The son of a pregnant woman killed in a police pursuit has pleaded with drivers not to flee police and risk their lives - or those of others.
But the mother of a teen killed in a crash is calling on police to pull back on pursuing fleeing drivers, particularly youngsters behind the wheel.
The two spoke out this week as part of The Chase, a four day Herald series taking an in-depth look at pursuits ahead of the release this Friday of a major review on the polarising police practice.
Police have engaged in more than 30,000 pursuits in the last ten years, during which time 79 people have been killed in crashes. Others have been killed in pursuit-related incidents including police shootings - and hundreds, including those in the fleeing cars and the patrol cars chasing them, have been injured.
The Chase looks at why pursuits happen, how police respond and who is affected.
Jacob Percy's pregnant mother, Renee, was killed in December when the car she was a passenger in crashed into a power pole during a pursuit. Driver Dennis Tunnicliffe was also killed.
"It's not worth it," Jacob Percy said.
"There's no two ways about it. People can stop, so they should."
The teen was critical of the frequency of pursuits.
"I believe they need to make quite a few substantial changes," he said.
But he acknowledged it also depended on the circumstances at the time. Pulling back was the right option if police knew who the driver was, he said.
He was mostly concerned about the "horrifying" number of associated deaths, and that innocent people, including his 35-year-old mother, had died.

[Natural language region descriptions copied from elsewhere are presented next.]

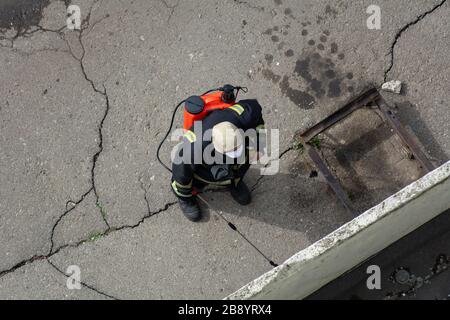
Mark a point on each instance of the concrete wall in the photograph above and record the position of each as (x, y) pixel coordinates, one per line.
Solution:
(350, 245)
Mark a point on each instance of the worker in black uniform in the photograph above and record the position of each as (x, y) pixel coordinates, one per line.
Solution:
(228, 143)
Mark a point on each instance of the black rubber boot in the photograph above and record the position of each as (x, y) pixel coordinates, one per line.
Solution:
(241, 194)
(191, 209)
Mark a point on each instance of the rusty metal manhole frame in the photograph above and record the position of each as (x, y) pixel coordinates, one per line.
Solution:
(374, 98)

The teenager said his mother had been in trouble before but "wouldn't ever run away from the police".
Elizabeth Harrison's daughter, Eden Nathan, was just 16 when she died in a police pursuit three years ago.
Eden was the passenger in a stolen that crashed at high speed in South Auckland.

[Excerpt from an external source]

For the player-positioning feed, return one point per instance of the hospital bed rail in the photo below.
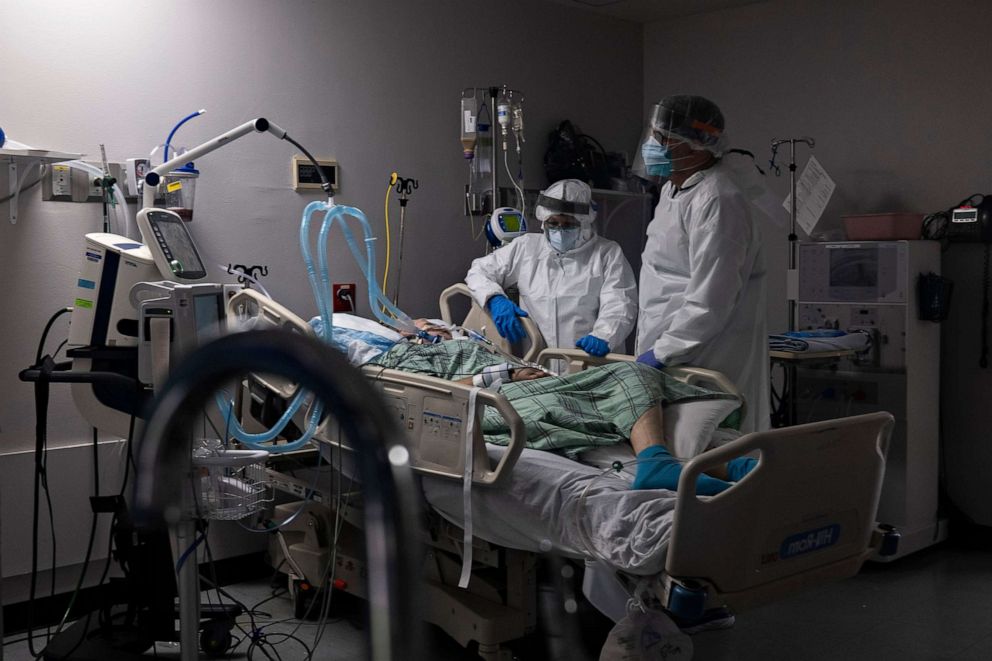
(792, 526)
(439, 418)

Harrison is desperate to see changes in the way police pursue fleeing drivers, particularly young people. She thinks a law change is needed.

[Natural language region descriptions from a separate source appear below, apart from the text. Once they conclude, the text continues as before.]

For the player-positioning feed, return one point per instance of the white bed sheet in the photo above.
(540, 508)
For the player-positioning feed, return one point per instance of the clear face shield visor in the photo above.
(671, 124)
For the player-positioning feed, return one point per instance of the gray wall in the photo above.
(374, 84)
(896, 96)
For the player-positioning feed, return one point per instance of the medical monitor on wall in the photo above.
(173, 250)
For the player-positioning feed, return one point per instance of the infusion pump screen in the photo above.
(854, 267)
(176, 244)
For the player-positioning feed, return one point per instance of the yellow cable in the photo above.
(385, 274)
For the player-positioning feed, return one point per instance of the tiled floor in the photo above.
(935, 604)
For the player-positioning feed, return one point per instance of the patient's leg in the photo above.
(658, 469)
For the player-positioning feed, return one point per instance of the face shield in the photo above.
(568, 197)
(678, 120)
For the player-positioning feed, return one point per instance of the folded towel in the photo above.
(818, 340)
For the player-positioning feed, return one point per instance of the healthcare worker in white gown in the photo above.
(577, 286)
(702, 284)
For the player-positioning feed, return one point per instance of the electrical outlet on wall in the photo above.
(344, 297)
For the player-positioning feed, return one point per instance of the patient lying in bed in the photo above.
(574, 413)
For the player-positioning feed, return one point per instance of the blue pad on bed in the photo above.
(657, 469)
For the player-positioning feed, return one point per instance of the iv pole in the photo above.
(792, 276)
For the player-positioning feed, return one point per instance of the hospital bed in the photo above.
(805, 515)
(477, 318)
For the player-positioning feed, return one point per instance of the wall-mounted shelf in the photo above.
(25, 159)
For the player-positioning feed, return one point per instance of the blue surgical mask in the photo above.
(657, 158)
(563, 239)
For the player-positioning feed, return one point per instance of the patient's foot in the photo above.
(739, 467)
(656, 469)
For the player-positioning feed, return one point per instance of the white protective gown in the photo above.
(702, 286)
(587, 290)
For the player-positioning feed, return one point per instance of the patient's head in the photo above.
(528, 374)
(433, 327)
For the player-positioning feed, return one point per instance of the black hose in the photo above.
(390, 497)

"I would like some laws to stop these cops who are young and hyped up. I feel they are on some adrenalin rush, too, when they are chasing kids.
"The thing is it's risking people's lives … So please stop and think before you chase our kids.
"I know they are in the wrong, but we still want them home at night."
Friday's review, a joint effort by police and the Independent Police Conduct Authority, is the fifth review of pursuits since 2000.
Police wouldn't comment ahead of the latest findings.
Minister Stuart Nash said he supported the current policy but was "keen to see" the review.
"I do back the police to use their discretion in deciding whether to chase, whether to abandon, what course of action to take," he said.
"These are the men and women that are out there seeing this every single day and making the split-second decisions that they believe are in the best interests of our community."
The IPCA said when the review was announced in late 2017 that its purpose was to "better understand the pursuit environment, and to identify any current issues with police management of these events".
"All cases covered by the review are being analysed to identify common themes and issues and identify areas of good practice," the IPCA said.
"A more general review of all pursuits will enable both organisations to develop a better understanding of pursuits and the management of events.
"This will help to identify opportunities to improve police policy, practice and procedures."
Following a 2009 review, the IPCA recommended the policy was amended to provide clearer guidance to officers on when a pursuit should be started.
In 2010, an internal police pursuit policy review recommended formally introducing a search phase process for when officers lost sight of the fleeing vehicle.
It came after a lead pursuing officer unknowingly drove past the crash site that claimed the life of Vianne Shead in 2008 near Timaru.
The vehicle crashed 15 metres down a bank, killing Shead, who was a passenger.
Other recommendations included more staff training and limiting the number of vehicles involved in pursuits.
Pursuits - the facts
• Since January 2008 there have been 30,950 police pursuits.
• The number of pursuits has increased steadily each year for the past decade.
• During those pursuits, 79 drivers and passengers were killed.
• Others were also killed including innocent road users.
• Police figures show that pursuits are most likely to happen between 10pm and 6am.
• Crashes are more likely at night.
• The majority of drivers are young males and many are driving stolen cars.
• In most cases the driver was killed. In a significant number of crashes, multiple passengers also died.